Written by Terrance Heath. Published on December 26, 2015 by Campaign for America’s Future Blog, republished by Common Dreams on 12-27-15.

Over 3000 protesters gathered in the Mall of America Saturday in support of the BlackLivesMatter movement. Image via Facebook.

Over 3000 protesters gathered in the Mall of America on December 20, 2014 in support of the BlackLivesMatter movement. Image via Facebook.

Michael Brown. Eric Garner. Laquan McDonald. Sandra Bland. Walter Scott. Rekia Boyd. Tamir Rice. Most Americans have at least heard their names, and the stories of how they died. We have seen videos and images of their deaths, or of the aftermaths. They are African-Americans who have been killed by police, or died in police custody, in just over a year. There are many more.

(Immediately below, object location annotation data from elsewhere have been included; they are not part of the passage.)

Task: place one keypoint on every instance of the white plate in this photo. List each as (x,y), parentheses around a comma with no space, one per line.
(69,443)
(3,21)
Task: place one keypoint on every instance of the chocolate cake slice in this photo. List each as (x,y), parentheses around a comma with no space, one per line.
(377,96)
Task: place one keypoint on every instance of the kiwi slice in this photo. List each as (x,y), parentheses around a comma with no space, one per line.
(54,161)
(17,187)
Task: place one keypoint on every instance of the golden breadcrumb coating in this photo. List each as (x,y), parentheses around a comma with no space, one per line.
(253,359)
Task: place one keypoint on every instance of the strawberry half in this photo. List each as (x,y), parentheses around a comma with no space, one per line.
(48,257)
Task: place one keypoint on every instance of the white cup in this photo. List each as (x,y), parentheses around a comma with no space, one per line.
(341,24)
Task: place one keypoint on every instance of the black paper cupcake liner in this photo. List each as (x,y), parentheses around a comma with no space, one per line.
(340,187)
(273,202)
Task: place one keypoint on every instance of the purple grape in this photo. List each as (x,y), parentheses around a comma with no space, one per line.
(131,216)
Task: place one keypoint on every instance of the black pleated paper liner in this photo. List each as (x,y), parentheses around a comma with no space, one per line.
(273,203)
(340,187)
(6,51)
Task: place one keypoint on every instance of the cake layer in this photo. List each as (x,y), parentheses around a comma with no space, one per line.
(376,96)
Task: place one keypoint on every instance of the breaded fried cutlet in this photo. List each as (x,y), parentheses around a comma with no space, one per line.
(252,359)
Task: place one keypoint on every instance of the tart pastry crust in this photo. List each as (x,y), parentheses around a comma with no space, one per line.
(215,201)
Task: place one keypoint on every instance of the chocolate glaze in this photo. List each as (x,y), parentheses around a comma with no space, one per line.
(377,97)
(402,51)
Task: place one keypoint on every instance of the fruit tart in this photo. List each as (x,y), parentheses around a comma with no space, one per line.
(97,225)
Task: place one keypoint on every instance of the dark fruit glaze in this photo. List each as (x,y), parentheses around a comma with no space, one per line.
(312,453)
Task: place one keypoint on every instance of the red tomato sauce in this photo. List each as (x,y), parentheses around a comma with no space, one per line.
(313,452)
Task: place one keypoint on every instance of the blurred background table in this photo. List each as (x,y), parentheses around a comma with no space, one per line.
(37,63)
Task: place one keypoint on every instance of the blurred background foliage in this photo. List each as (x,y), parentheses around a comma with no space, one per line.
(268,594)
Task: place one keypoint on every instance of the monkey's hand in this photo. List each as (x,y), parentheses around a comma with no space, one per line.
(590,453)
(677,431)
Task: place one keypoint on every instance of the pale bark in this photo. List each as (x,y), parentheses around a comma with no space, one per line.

We know their names because of the ⌗BlackLivesMatter movement, born after George Zimmerman was acquitted for the murder of Trayvon Martin. The ubiquity of smartphones and mobile internet access put the tools of the media in the hands of savvy, young, blacks who used them to demand America pay attention to what had long been going on — and going unheralded — in black communities, where the police acted as an occupying force, and court systems turn jails into debtors’ prisons with endless, exorbitant fees and fines.

This was the year that #BlackLivesMatter mattered. It arrived precisely at a moment of crisis that called for a movement that values and demands respect above respectability, doesn’t hesitate to disrupt “business as usual.”